Sommerfrisches Freestyle-Top

Modifiziertes Streifentop Vintage Stil Totale

Streifen finde ich von je her sehr gut! Ich habe ziemlich viel Gestreiftes, allerdings bisher nur horizontal, nicht diagonal.
Neulich besuchte ich meine Marktkollegin Y. und weil die so nahe bei ‚Alles für Selbermacher‘ in Hamburg-Bergedorf wohnt, hat sie mich im Anschluss dorthin hingebracht und mich dann auch gleich auf dem Parkplatz verlassen.
„Das geht nämlich nicht schnell! Und ich brauche gar keinen Stoff!“. Bin ich also alleine hinein und anderthalb Stunden nicht mehr hinausgekommen. Diese Vielfalt und die Mengen machen Dich fertig, ich kannte ‚Alles für Selbermacher‘ ja bisher nur aus dem Netz!
Ich habe dann auch etwas gekauft, nicht für die Koje, sondern ganz allein für mich! Und das ist der Stoff, den ihr hier seht!
Zwei Meter hatte ich genommen und nachdem ich mir einen half circle skirt im Mid Century Stil draus genäht hatte, blieb noch so viel übrig, dass ich dachte, mit ein bisschen Freestyling bekommst Du da noch ein Sommertop raus. Mir kam ziemlich schnell die Idee, ich könnte das Oberteil eines Fiftieskleids zuschneiden und den unteren Bund so weit wie der Stoffrest es zulässt verlängern, da das Top ja sonst auf Taillenhöhe enden würde. Da ich wegen der zusammenlaufenden Streifen jeweils in der Mitte von Vorder- und Rückteil nicht im Fadenlauf zuschneiden konnte, bin ich damit nicht sehr weit gekommen, dennn so viel „Rest“ war es dann doch nicht. Aber mal im Ernst: Ist doch gar nicht schlecht mit Bündchen! Mir gefällt´s!
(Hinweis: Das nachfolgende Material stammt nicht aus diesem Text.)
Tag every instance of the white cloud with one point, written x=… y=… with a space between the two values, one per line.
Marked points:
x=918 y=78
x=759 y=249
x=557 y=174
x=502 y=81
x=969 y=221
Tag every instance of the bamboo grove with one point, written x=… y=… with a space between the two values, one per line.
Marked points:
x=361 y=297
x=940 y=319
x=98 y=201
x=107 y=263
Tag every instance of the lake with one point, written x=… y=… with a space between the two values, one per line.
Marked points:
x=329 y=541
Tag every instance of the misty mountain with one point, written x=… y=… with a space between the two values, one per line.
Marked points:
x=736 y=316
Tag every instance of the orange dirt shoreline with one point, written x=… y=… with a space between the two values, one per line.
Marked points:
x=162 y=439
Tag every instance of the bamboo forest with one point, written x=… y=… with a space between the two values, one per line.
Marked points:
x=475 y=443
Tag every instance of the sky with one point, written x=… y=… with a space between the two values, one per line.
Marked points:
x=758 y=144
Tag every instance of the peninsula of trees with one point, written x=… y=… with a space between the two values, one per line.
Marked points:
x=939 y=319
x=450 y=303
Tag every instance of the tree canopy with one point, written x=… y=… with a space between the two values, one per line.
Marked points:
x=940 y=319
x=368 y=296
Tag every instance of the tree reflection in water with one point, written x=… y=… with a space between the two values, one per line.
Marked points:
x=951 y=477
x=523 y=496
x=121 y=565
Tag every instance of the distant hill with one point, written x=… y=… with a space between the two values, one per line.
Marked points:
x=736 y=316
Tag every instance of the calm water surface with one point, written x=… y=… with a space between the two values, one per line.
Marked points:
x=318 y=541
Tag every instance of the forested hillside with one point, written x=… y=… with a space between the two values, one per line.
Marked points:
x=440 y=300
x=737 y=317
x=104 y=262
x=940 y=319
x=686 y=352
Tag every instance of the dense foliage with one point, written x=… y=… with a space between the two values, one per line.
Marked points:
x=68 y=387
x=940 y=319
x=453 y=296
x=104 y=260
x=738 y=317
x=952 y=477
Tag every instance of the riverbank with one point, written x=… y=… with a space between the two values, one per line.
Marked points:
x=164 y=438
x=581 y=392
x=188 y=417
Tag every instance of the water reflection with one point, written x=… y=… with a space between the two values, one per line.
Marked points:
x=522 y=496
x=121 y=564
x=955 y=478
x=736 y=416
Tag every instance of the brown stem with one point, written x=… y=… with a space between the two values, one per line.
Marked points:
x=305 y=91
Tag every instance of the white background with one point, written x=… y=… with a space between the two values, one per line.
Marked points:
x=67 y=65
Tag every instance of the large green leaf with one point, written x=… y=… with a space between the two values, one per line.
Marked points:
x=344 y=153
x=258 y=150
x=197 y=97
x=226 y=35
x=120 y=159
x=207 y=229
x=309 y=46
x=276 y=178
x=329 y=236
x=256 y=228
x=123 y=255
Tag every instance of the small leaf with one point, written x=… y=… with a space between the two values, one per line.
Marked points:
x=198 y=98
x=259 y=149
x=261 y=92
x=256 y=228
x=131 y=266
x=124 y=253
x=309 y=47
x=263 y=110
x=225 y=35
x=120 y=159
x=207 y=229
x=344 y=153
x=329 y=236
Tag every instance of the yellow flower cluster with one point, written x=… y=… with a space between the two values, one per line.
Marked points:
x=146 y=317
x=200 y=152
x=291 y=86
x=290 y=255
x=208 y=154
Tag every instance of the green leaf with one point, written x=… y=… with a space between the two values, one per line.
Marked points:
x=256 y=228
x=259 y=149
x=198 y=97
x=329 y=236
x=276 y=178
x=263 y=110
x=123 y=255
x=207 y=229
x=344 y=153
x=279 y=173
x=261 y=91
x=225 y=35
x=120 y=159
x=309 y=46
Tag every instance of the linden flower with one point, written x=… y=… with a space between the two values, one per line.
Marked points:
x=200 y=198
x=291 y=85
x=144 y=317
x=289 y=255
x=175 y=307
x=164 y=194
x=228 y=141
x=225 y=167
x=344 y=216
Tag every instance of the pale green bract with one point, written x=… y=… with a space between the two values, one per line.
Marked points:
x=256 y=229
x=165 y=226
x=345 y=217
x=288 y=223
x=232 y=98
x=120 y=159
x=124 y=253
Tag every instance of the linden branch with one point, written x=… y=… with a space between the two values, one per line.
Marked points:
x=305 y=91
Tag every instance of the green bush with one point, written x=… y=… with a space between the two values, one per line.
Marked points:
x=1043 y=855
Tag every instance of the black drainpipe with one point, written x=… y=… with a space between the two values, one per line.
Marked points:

Vestido Gala Annabel Bénilan  .jpg

Als Grundschnitt habe ich mich für das Oberteil des Vestido Gala (dem Galakleid) aus dem Buch ‚Costura Vintage‘ (Vintage-Schneidern) von Annabel Bénilan entschieden, das mir vor Jahren im Spanienurlaub in die Hände fiel.
Es enthält 24 klassische Vintage-Schnittmuster in drei Doppelgrößen (36/38, 38/40 und 40/42) plus kurzer Nähanleitung (CAVE: überhaupt nicht anfängertauglich!) in Wort und Zeichnung.
Neben den zu erwartenden Schnittmustern für Kleider gibt es auch Schnittmuster für Oberteile, eine Caprihose, ein Cape und einen Regenmantel. Frau Bénilan ist übrigens Kostümbildnerin und Stylistin und stammt aus Frankreich, aber glücklicherweise wurde ihr Buch auch in Spanien von Larousse herausgegeben, den Französisch kann ich ja gar nicht gescheit! War auch nicht mein Lieblingsfach…

Für mein Oberteil habe ich Gr. 38/40 zugeschnitten und die Seiten um jeweils 1,5 Zentimeter verbreitert. Das habe ich gemacht, weil ich ein locker sitzendes Top und nix Knallenges wollte. Ursprünglich hatte ich geplant, einen rückseitigen nahtverdeckten Reißverschluss einzuarbeiten, aber bei der ersten Anprobe des gehefteten Stücks konnte ich so reinschlüpfen, also habe ich das mal gepflegt sein lassen.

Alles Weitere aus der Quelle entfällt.